The past two decades have witnessed substantial translational efforts to develop cell-based therapies for heart disease. While many clinical trials have been conducted, testing several strategies, the field has yet to yield a clear understanding of the clinical application in this important area. Nonetheless, the studies conducted to date have laid a robust groundwork for ongoing new efforts—including phase III and larger-powered phase II studies, as well as major progress at the bench and in preclinical models in the application of pluripotent stem cells.

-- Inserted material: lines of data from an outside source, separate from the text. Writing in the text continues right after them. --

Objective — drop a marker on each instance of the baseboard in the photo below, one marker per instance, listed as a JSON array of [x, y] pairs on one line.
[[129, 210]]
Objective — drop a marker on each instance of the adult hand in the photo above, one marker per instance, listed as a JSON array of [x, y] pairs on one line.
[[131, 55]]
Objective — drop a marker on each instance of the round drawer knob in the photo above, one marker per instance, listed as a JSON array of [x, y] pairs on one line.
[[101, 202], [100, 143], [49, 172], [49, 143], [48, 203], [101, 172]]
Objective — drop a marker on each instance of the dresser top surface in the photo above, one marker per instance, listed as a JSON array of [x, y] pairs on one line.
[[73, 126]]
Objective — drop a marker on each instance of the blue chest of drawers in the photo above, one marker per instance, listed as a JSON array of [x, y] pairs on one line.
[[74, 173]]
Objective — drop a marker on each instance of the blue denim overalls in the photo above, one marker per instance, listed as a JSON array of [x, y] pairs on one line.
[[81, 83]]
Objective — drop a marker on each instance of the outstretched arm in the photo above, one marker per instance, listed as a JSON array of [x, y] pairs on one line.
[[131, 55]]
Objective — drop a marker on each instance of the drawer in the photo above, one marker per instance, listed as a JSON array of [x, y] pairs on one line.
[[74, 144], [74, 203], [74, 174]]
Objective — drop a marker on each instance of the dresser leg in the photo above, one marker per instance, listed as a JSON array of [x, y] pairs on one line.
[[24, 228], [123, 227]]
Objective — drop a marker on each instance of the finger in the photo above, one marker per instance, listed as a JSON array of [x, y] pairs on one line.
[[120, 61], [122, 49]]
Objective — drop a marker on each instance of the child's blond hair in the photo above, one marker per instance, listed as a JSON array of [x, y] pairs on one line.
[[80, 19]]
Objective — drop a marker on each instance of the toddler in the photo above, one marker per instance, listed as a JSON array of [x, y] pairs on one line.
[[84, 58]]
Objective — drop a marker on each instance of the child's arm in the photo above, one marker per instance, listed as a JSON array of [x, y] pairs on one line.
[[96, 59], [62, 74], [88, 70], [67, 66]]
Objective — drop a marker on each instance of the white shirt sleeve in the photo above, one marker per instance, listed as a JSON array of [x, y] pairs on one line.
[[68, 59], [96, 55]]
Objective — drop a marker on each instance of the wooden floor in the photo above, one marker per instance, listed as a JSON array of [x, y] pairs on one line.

With these ongoing avenues of research, the field is moving closer to yielding a successful strategy for addressing one of the largest unmet needs in modern medicine, that of chronic heart disease.

Acknowledgements

This work was funded by grants, R01 HL107110, R01 HL134558, 5UM 1HL113460, and R01 HL137355 from the National Institutes of Health (NIH), W81XWH-19-PRMRP-CTA from the Department of Defense (DOD) and by the Marcus Foundation, the Soffer Family and the Starr Foundation.

Abbreviations

AMI acute myocardial infarction
BMMNCs bone marrow-derived mononuclear stem cells
BNP brain natriuretic peptide
CDCs cardiosphere-derived cells
CPSCs cardiopoietic stem cells
CSCs cardiac stem cells
CVD cardiovascular disease
EDV end diastolic volume
EPCs endothelial progenitor cells
ESCs embryonic stem cells
ESV end systolic volume
HSCs hematopoietic stem cells
iPSCs induced pluripotent stem cells
ICM ischemic cardiomyopathy
LVEF left ventricular ejection fraction
MI myocardial infarction
MSCs mesenchymal stem cells
NIDCM non-ischemic dilated cardiomyopathy
QoL quality of life
6MWD 6-minute walk distance
TESI transendocardial stem cell injection

Footnotes

Conflict of interest: Dr Joshua Hare reports having a patent for cardiac cell-based therapy. He holds equity in Vestion Inc. and maintains a professional relationship with Vestion Inc. as a consultant and member of the Board of Directors and Scientific Advisory Board. Dr Hare is the Chief Scientific Officer, a compensated consultant, and advisory board member for Longeveron and holds equity in Longeveron. Dr Hare is also the co-inventor of intellectual property licensed to Longeveron. The other authors report no conflicts.